«Alegría, alegría», grita Charlie, el profesor de baile, al grupo de niñas en el ensayo final. El técnico ha salido a fumarse un cigarro y el escenario está en penumbra, como el estómago de las muchachas empapadas de nervios. Hay pocos murmullos de fondo tan gozosos como los de un fin de curso. Tras ellos se agazapan las incógnitas de los exámenes y el alivio de los aprobados, pero también las últimas reconciliaciones y los nuevos juramentos. El romanticismo a edad temprana se complementa con unos perfiles críticos y, a la vez, muy reafirmados en su propia narración, la misma que exhiben en la blogosfera.
A medida que se conocen las notas y el curso se encuaderna con anillas, se va extendiendo como una alfombra persa la promesa física del verano. Este año, apenas ha llegado el calor y los chicos van cerrando ya las mochilas repletas de raíces cuadradas, lazarillos y afluentes. «No corráis nunca encima del escenario». Tiene razón el profesor Charlie, en la vida sólo hay que correr detrás de los escenarios o entre bambalinas, nunca cuando se está en escena. Desde la fila de butacas aprecio el esfuerzo del grupo por contenerse y domesticar sus movimientos que tienden a la rapidez. Los niños, como los adultos, cuando están nerviosos prefieren acelerar para acabar enseguida. Con los años, irremisiblemente irán dominando la cámara lenta. En los descansos, se entrelazan las manos forjando nuevas alianzas que se mantendrán al menos hasta septiembre.

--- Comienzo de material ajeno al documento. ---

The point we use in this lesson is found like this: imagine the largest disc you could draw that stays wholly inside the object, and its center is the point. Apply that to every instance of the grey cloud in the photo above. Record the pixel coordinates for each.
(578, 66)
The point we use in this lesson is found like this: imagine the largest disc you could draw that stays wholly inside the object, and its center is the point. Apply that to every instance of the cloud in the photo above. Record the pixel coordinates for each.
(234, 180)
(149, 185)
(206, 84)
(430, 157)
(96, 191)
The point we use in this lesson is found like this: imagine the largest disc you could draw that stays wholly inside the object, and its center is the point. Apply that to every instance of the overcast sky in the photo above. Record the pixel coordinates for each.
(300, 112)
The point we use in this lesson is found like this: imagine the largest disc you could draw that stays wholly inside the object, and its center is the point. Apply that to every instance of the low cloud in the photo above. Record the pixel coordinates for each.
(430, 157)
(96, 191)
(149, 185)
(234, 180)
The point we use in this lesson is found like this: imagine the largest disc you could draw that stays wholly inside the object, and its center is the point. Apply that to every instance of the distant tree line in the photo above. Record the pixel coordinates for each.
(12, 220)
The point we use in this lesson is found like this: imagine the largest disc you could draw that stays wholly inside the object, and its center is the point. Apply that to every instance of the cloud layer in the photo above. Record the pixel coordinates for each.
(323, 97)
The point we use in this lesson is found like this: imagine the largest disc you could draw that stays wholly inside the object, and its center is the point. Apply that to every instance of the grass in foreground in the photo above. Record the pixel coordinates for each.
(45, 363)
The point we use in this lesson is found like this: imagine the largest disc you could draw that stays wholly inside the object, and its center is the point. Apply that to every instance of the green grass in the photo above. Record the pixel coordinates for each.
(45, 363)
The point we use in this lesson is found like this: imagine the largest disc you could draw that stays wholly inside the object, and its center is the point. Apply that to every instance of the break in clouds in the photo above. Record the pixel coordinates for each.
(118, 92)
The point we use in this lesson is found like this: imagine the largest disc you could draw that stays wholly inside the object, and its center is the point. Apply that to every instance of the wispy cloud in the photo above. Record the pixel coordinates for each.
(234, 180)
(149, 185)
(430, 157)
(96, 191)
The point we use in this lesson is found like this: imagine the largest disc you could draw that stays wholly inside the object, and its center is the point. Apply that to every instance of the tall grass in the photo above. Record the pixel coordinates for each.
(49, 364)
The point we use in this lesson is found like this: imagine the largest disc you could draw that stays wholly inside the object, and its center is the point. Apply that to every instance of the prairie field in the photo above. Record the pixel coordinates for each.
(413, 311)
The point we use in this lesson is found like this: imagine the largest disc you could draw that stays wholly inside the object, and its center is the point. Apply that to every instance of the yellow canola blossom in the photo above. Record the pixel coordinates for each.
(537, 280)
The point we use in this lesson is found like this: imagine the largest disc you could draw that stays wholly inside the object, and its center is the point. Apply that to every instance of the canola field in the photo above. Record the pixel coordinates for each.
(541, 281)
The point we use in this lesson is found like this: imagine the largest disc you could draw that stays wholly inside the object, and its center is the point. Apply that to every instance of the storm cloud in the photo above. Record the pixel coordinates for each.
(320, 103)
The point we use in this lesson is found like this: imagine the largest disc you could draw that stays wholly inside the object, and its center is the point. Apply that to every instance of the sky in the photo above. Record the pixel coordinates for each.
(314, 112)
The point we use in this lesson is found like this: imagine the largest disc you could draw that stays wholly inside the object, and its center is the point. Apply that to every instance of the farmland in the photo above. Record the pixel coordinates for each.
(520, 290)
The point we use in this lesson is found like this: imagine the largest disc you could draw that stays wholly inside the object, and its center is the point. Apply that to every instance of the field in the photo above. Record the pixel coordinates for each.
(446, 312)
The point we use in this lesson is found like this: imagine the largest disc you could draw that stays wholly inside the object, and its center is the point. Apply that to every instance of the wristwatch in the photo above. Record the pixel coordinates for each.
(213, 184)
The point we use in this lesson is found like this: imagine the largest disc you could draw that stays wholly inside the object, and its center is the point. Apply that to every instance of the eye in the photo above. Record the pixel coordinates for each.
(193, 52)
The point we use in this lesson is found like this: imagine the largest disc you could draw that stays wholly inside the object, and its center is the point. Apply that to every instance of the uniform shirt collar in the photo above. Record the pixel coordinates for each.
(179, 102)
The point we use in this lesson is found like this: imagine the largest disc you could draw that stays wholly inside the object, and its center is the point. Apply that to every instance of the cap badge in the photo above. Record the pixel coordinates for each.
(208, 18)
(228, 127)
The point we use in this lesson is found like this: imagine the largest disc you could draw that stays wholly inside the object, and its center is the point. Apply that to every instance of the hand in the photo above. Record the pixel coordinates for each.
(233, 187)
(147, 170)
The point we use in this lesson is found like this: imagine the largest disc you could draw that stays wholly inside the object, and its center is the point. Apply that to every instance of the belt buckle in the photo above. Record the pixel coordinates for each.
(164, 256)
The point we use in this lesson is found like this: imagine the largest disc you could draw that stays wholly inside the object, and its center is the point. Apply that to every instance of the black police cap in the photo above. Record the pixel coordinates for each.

Dos niñas entablan una conversación en la fila de atrás mientras aguardan su turno. La charla se estructura en tres preguntas: ¿A qué colegio vas? ¿Crees en Dios? ¿Serán maricones estos dos? Ya se sabe, los prejuicios son más difíciles de destruir que un átomo. Una de las niñas se declara atea mientras que la otra dice rezar a su manera, que califica de «secreta». En su inocencia teñida de inseguridad, no pueden quitar los ojos de los dos muchachos que se mueven a ritmo de hip hop. Llega el alborozo de los más pequeños, las hawaianas, las sirenitas y los caracoles. Los padres babean ternura, a pesar de que lleven unos días convertidos en transportistas: llevar y traer, dejar y recoger; cumplen su papel con paciencia y desesperación. Pero siempre hay un instante, cuando sus criaturas están a punto de salir al escenario, en el que sienten un pinchazo en el estómago, un rubor feliz que les azora.
Terminar un curso representa una conquista, también una frontera entre presente y futuro. El fin de una etapa que debe de llevar a alguna parte. Pero, a veces, la actividad académica se convierte en una carrera de obstáculos. Y muchos jóvenes, a un paso de la universidad, se sienten extraviados y sin mapa debido a la imposibilidad de hacer coincidir sus deseos con las notas de corte; entonces se impone el pragmatismo. No es casual que Platón, Descartes, Montaigne, Kant o Einstein tengan en común el haber criticado la educación imperante en sus respectivas épocas. Platón se reveló contra el sofismo, Montaigne rechazaba el formalismo pedagógico y la educación escolar. Descartes creó incluso un nuevo método, Kant escribió una Pedagogía según la cual el objetivo principal de la formación era el de mejorar el mundo y la vida de las personas. Y Einstein afirmaba que «lo peor que se puede hacer en la escuela es trabajar sobre la base del miedo y la fuerza, eso destruye los sentimientos, la sinceridad y la autoconfianza del alumno volviéndolo sumiso». ¿Y ahora? Exigimos una escuela que enseñe a pensar y a la vez que se base en el esfuerzo y el mérito, mientras padres y alumnos vamos elaborando diversas fantasías, proyectando las virtudes de los chicos en una sociedad en la cual las puertas de emergencia están cerradas, a pesar de ese murmullo único de fin de curso.